Gemiler, uçaklar, trenler ve daha pek çok farklı aracın batırılmasıyla oluşturulan yapay resifler, başta balıklar olmak üzere farklı deniz canlıları ve bitki türlerine ev sahipliği yaparak, su altında ilgi uyandıran alanlara dönüştürülüyor. Böylece bölgenin turizm gelirlerine de ciddi katkılar sağlıyor.
EDİRNE’DE A330 BATIRILDI!
Geçtiğimiz günlerde Edirne’nin İbrice Limanı’nda, Airbus A330 tipi yolcu uçağı, kıyıdan 1 mil açıkta batırıldı. 1995 yılında ilk uçuşunu yapan, 2018 yılında da emekliye ayrılan Airbus A330 tipi yolcu uçağı, Mart ayında Antalya’dan 6 tırla parçalar halinde Keşan’da bulunan Erikli Köyü sahilindeki su sporları merkezine getirildi.
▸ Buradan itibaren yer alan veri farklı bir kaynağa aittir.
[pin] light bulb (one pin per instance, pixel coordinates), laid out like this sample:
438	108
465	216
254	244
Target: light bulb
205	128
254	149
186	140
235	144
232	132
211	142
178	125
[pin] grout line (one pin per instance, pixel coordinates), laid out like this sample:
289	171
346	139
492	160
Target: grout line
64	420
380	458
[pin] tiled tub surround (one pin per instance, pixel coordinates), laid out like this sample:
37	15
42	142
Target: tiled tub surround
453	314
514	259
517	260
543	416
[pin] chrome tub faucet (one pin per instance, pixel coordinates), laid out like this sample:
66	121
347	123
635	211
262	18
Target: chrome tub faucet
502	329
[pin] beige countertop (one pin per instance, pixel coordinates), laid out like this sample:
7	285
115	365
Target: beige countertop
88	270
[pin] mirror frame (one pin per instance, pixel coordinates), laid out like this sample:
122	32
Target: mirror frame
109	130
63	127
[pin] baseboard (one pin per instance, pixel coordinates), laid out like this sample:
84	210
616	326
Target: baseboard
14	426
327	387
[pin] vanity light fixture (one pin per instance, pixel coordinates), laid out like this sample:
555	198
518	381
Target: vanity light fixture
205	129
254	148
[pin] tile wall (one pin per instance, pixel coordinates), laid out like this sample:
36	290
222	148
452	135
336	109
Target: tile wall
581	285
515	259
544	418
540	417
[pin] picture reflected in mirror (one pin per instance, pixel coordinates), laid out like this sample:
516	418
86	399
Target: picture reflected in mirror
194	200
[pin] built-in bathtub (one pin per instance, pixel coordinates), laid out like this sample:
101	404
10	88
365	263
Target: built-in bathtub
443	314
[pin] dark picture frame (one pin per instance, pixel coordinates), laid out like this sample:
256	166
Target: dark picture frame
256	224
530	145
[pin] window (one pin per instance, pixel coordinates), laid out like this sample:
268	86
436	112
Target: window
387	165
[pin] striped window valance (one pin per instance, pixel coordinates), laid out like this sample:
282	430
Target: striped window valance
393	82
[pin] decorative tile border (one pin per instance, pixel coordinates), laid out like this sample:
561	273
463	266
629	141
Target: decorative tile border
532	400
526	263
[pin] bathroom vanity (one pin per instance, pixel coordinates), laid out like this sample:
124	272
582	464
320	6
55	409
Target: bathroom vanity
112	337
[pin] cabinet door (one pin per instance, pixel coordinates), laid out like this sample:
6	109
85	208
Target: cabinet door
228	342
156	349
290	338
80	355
Ardından yeniden montajlanan uçak, hava yastıkları üzerinde, batırılacağı koordinatları belli olan noktaya kadar tekneyle çekildi. Daha sonra dalgıçlar, uçağın üzerinde olduğu hava yastıklarını kontrollü olarak kesti ve uçak batmaya başladı. Önce kanat kısmı suya giren uçak, yaklaşık 2 saat içerisinde planlandığı üzere 30 metre derine oturdu.
Uzunluğu 65 metre; kanat açıklığı 60 metre olan uçağın, yaklaşık 4 saat süren batırılma operasyonu, çok sayıda kişi tarafından hem denizden hem de karadan takip edildi.
Uzun yıllar Onur Havayolları filosunda görev yapan ve belki de sizi defalarca istediğiniz yere uçuran Airbus A330 artık Saros Körfezi’ndeki ebedi istirahatgahında meraklı dalgıçların onu ziyaret etmesini bekleyecek. Bir zamanlar mavi göklerin hakimi olan yolcu uçağı artık derin maviliklerde, dünyanın en büyük uçak batığı ünvanıyla hizmet vermeye devam edecek.
Projenin dalış turizmine hizmet etmesi dışında balık popülasyonuna katkıda bulunacağı da düşünülüyor. Harika bir su altı görselliği yaratan batık uçağın, amatör ve yerel balıkçılığa destek olmak ve kaçak balıkçılığı önlemek gibi misyonları da bulunuyor.
2009 yılında başlatılan ‘Hayal ettik gerçek oldu, deniz kızı Saros Körfezi’ne kondu’ isimli proje için 1 milyon 235 bin TL hibe edildi. Yapay Resif Projesi’nin son etabı da uçak batırma adımıydı. Batırılan uçakla birlikte, Saros Körfezi’nin alternatif bir turizm merkezi olması amaçlanıyor. Şu an için bölgeye gelen turistler, kişi başına 500 ila 600 Dolar bırakıyor. Dalış turizminin canlanmasıyla kişi başına bölgeye bırakılan paranın 2-3 bin dolarlara ulaşılabileceği öngörülüyor.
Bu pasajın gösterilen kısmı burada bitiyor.